De: Nuno Oliveira - "Ainda o Aleixo"

Submetido por taf em Terça, 2008-07-22 22:03

Em relação às aqui discutidas mudanças iminentes no bairro do Aleixo, aparentemente tanto a Câmara e os seus futuros investidores como os leitores d'A Baixa do Porto já tomaram a sua decisão quanto ao destino do bairro, restando "apenas" a opinião do moradores do mesmo bairro que mais uma vez se vêem marginalizados de qualquer discussão ou processo negocial.

Quem habita o espaço e vai ver a sua vida completamente alterada (mais uma vez) merece ser um elemento-chave da solução, no mínimo, de modo a agilizar e a gerar concordância no processo. Em vez disso viu-se hoje um início do que será (sem necessidade mas compreensível) um longo protesto inaugurado com a nova providência cautelar - a qual é menos desencadeada, na minha opinião, por discórdia da solução proposta do que pela absoluta arrogância de todo o processo de decisão.
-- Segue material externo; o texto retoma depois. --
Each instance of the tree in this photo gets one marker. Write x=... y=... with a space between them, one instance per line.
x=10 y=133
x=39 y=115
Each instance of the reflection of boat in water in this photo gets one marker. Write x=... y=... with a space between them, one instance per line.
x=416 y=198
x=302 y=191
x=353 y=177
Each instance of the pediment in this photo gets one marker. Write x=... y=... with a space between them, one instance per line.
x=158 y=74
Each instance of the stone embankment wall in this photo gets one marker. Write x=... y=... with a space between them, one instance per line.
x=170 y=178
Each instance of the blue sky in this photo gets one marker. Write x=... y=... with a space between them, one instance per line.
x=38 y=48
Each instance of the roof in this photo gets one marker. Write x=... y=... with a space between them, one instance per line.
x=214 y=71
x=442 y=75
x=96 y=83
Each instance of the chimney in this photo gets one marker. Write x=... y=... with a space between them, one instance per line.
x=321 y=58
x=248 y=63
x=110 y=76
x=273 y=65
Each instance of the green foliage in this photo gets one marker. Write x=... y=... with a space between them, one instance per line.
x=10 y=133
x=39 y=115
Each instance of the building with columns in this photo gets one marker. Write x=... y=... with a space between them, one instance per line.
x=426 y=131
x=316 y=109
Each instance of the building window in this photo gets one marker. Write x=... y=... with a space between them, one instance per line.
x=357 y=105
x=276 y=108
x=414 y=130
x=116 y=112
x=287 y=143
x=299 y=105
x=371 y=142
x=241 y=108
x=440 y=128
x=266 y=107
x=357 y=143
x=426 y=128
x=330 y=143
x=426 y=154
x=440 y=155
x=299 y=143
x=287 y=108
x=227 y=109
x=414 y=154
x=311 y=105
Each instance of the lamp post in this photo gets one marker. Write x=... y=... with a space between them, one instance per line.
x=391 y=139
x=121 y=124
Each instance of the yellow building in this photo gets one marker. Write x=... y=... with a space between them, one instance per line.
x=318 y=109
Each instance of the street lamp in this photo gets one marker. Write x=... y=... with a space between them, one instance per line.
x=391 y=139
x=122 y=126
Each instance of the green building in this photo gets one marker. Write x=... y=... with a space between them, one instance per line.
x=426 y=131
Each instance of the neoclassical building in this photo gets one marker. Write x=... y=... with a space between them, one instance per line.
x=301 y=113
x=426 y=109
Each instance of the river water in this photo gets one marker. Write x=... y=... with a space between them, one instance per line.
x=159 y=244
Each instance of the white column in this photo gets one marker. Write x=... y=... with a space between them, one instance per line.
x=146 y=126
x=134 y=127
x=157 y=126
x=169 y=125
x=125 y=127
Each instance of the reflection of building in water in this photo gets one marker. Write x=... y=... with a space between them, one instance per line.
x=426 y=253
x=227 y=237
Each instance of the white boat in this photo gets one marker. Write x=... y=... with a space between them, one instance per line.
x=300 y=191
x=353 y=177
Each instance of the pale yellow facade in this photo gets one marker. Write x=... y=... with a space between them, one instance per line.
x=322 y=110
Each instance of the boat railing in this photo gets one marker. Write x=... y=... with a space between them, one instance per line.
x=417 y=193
Também eu não gostava que tomassem por mim qualquer decisão fundamental sobre a minha vida, fosse ela benévola ou não...

Como o Luís Gomes, também eu sonhei com uma vida no centro do Porto e vejo-me confrontado agora com a minha ingenuidade, mas tenho esperança que a onda de reabilitações (de certeza económicas) que seria necessária para realojar o Aleixo na Baixa possa incluir também alguns daqueles que aguardam por uma janela de oportunidade de regresso à cidade. Não tenho problema algum em ser vizinho de gente de bem, seja que rendimento tiver ou de que bairro venha e o que Sr. Artur Gomes não compreende é que as cidades são espaços heterogéneos de pessoas e de lugares que não podem ser vitimizados por modos higienistas de fazer cidade e sociedade que eu julgara caducados nos anos 60. Somos o nosso meio e por vezes esquecem-se alguns críticos dos "cadastrados", daqueles que cresceram e que crescem num Aleixo para onde fomos nós, a sociedade no seu todo, que para lá os mandámos.

Mandem-me também a mim para a Baixa!